Rispetto alla prima ondata dell’anno scorso ci sono molte più persone colpite. Inoltre, il decorso della malattia sta peggiorando anche tra le persone più giovani. Il Governo ha imposto misure rigide e la gente ha paura. In questo momento, la capitale Kathmandu assomiglia a una città fantasma. Questa situazione non può durare a lungo: il Nepal non ha un sistema di assicurazione sociale e la gente deve lavorare per sopravvivere. L’impatto sociale ed economico della pandemia sta colpendo duramente il Paese, con centinaia di migliaia di persone che rischiano di ricadere nella povertà. Questo in un momento in cui il Nepal si sta ancora riprendendo dal devastante terremoto del 2015. Oltre alla pandemia, il Paese sta attraversando anche una grave crisi politica: dopo lo scioglimento del Parlamento, quest’anno si terranno nuove elezioni.
La Svizzera adotta un approccio sistemico nella cooperazione internazionale in Nepal, cercando di ottenere un impatto a lungo termine. Come può la Confederazione aiutare concretamente il Nepal a combattere la pandemia, che non sta colpendo solo il suo settore sanitario, ma sta generando anche una crisi sociale ed economica?
È importante che la cooperazione allo sviluppo possa reagire in modo rapido e flessibile a queste crisi. Lo scorso anno abbiamo ampiamente adattato i nostri programmi alla nuova situazione. Ad esempio, un progetto che solitamente prepara i migranti che si accingono a lasciare il Paese ha spostato in tempi rapidi il focus sui migranti di ritorno.
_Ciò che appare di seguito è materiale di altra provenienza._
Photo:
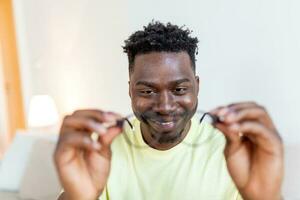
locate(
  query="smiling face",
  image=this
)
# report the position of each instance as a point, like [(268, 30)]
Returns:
[(163, 90)]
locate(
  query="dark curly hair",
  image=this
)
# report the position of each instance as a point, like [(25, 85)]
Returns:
[(158, 37)]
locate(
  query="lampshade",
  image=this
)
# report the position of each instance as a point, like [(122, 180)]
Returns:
[(42, 111)]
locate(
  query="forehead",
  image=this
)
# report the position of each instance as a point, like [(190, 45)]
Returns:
[(162, 66)]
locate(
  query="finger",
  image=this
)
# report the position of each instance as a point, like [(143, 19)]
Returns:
[(241, 105), (111, 134), (69, 144), (78, 140), (231, 134), (249, 114), (82, 123), (260, 135)]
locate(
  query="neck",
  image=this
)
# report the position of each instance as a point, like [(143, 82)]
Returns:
[(163, 142)]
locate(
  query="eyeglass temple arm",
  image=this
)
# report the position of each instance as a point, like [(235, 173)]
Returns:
[(215, 118)]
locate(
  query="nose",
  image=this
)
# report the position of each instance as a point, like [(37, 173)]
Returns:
[(165, 103)]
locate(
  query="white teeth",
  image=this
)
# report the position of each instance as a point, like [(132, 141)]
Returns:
[(167, 123)]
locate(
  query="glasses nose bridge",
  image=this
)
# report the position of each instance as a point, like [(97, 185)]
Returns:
[(165, 101)]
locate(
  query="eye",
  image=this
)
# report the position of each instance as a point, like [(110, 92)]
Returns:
[(146, 92), (180, 90)]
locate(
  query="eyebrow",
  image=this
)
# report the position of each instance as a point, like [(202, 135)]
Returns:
[(151, 84)]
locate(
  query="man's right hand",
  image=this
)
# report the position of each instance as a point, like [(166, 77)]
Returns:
[(83, 165)]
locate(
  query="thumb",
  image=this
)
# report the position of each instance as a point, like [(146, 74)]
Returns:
[(233, 138)]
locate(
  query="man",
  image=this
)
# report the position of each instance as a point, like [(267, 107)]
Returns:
[(164, 93)]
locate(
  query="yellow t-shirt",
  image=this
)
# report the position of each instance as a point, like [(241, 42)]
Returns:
[(180, 173)]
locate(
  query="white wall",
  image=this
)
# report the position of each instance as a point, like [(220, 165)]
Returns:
[(249, 50)]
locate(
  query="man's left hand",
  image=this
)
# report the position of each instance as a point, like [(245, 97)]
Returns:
[(253, 151)]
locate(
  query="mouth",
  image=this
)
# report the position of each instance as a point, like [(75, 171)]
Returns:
[(163, 126)]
Attraverso interventi mirati, la Svizzera è stata in grado di rispondere a richieste urgenti del Governo. Per esempio, ha contribuito all’acquisto di 70’000 test PCR, che sono arrivati proprio nel momento in cui il Nepal stava esaurendo i test. Interventi di questo tipo rafforzano la fiducia nella Svizzera come partner affidabile.
La DSC ha inoltre sostenuto gli ospedali nello sviluppo del sistema di gestione idrica e dei rifiuti e ha creato un fondo per le micro e piccole imprese perché possano continuare a funzionare durante la crisi e far lavorare il personale. È importante mantenere un approccio sistemico anche durante la crisi e assicurarsi di costruire e sostenere sistemi sostenibili.
L’attuale fornitura di aiuti è una misura di emergenza. In che modo questo esempio è la dimostrazione di come la Svizzera coniuga l’aiuto d’emergenza a breve termine con il sostegno a lungo termine in un Paese?
È importante che la Svizzera utilizzi in modo flessibile gli strumenti a sua disposizione, in modo che la cooperazione allo sviluppo e l’aiuto umanitario di emergenza possano completarsi a vicenda. L’aiuto umanitario di emergenza è stato in grado di rispondere rapidamente alla richiesta di assistenza del Nepal, mentre la presenza pluriennale e il partenariato nell’ambito della cooperazione allo sviluppo forniscono l’accesso e assicurano il rafforzamento dei sistemi. In Nepal, per esempio, tutto è stato gestito tramite il Ministero della salute, dall’accertamento dei bisogni fino alla distribuzione. Sicuramente ci sono delle falle nel sistema, ma il nostro compito è proprio quello di sostenere il Nepal nel superare questa sfida.
L’aiuto di emergenza a breve termine è importante ed è stato possibile fornirlo in modo mirato grazie all’approccio svizzero del nexus. Purtroppo non è sempre così. A distanza di poche settimane, constatiamo già come le merci vengano introdotte nel Paese in modo scoordinato e aggirando il sistema. Oltre a indebolire la struttura di Governo, questo invita alla corruzione e favorisce le attività criminose. Ecco perché è importante tenere sempre presenti gli obiettivi di sviluppo a lungo termine.